Philippine Province Looks to Blockchain and Tokenization for Growth

Bataan, the northern peninsula of the Philippine island of Luzon, is heading to experiment with blockchain technology. Dubbed the Community-Based Monitoring System Act (CBMS), it will be the framework for establishing the Philippines’ e-government, backed by nChain.

Philippines: CBMS Governance Afoot

Out of 81 provinces in the Philippines, Bataan is best known for the historical movie classic Bataan from 1943, depicting a pitched battle between Americans and Filipinos against the Japanese invasion. This week, Bataan came into the public spotlight thanks to its novel approach to e-government.

While many governments have implemented online services, Bataan Governor Joet Garcia pushes the concept to the next level. Known for promoting a cashless and digital economy, his latest Community-Based Monitoring System Act (CBMS) will be a more flexible platform by which citizens can decide which information can be shared with either local or national government agencies.

CBMS was initially signed on May 20, 2020, using collected disaggregated data to further the governance process. For instance, when data on a city population is disaggregated into smaller chunks, such as age, income, education, and gender, it brings a nuanced understanding of the information. In turn, such data can facilitate more thoughtful planning, policy implementation, and monitoring of the policy impact.

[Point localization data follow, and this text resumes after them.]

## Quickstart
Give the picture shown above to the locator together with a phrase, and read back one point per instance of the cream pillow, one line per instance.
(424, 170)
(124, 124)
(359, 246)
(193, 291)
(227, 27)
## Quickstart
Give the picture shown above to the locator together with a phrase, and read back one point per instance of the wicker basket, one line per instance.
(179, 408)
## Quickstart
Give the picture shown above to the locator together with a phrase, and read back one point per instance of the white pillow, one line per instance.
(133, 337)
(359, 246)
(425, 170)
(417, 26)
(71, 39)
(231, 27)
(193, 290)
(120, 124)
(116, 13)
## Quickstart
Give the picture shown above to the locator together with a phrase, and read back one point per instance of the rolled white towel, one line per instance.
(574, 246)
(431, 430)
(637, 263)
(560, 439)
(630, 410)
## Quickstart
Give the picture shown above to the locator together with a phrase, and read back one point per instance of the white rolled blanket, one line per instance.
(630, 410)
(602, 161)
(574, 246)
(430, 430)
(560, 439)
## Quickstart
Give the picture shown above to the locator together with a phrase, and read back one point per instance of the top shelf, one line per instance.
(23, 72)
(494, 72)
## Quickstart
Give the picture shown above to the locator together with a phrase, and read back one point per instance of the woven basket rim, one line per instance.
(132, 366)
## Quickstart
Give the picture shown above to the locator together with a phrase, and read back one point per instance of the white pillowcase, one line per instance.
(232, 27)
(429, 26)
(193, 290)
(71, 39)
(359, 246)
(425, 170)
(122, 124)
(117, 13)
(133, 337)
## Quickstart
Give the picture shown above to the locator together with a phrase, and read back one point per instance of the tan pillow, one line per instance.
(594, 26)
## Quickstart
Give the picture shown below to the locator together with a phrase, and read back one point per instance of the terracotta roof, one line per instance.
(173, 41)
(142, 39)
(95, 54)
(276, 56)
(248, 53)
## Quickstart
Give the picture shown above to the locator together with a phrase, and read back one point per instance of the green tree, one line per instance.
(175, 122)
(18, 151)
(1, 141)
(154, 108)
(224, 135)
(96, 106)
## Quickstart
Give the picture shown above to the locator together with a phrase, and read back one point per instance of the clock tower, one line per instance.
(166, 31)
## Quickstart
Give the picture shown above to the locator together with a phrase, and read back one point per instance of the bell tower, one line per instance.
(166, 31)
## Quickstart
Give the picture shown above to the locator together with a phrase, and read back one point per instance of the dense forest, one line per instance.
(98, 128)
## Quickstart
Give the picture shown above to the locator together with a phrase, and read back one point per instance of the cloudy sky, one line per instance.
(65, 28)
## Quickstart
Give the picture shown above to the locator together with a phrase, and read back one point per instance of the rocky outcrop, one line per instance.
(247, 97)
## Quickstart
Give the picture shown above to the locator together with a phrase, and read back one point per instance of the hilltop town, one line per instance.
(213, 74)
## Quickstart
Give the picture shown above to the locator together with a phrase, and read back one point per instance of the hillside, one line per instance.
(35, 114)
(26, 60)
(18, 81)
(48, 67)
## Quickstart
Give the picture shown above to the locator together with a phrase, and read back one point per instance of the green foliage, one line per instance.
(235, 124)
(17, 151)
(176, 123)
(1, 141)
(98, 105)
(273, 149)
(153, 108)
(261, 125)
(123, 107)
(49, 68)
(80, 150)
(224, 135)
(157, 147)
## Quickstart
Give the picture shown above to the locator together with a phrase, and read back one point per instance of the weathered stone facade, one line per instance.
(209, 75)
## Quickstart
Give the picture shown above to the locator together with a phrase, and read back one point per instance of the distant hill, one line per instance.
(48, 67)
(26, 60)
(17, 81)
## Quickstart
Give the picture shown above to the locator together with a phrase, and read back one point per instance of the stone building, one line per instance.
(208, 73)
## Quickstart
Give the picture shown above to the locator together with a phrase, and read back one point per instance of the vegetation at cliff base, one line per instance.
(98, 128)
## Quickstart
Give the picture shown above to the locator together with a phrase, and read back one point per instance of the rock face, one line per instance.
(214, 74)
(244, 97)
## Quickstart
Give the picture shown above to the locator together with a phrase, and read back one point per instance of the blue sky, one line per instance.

In the case of Bataan, CBMS will help analyze poverty to plan for the right interventions while monitoring their impact in real-time. Such insights can be applied both on the municipal and federal levels. This way, public spending can be accounted for while prioritizing population groups that need government resource allocation the most.

Tokenizing Bataan’s Government Services

When investors deal with developing countries like the Philippines, they often consider the level of corruption. This determines the friction level between invested money and money lost on intangibles. Of 180 countries, the Philippines ranks 116th in Transparency International’s Corruption Perception Index (CPI) for 2022.

To attract investor inflows, Bataan Governor Joet Garcia sees blockchain as a tool to generate asset-backed tokens. In January, we reported on the next big trend for 2023, with real-world asset (RWA) tokenization.

“We also see how blockchain can help us in raising funds and allowing us to rapidly implement various projects,”

Bataan Governor Joet Garcia

Because blockchain provides an immutable database, it is virtually impossible to fudge accounting. Combined with the CBMS, Bataan is poised to establish real-time feedback between money raised, and spent and its impact on the community. Accordingly, digital governance, backed by tokenized assets, could be tweaked on-the-fly.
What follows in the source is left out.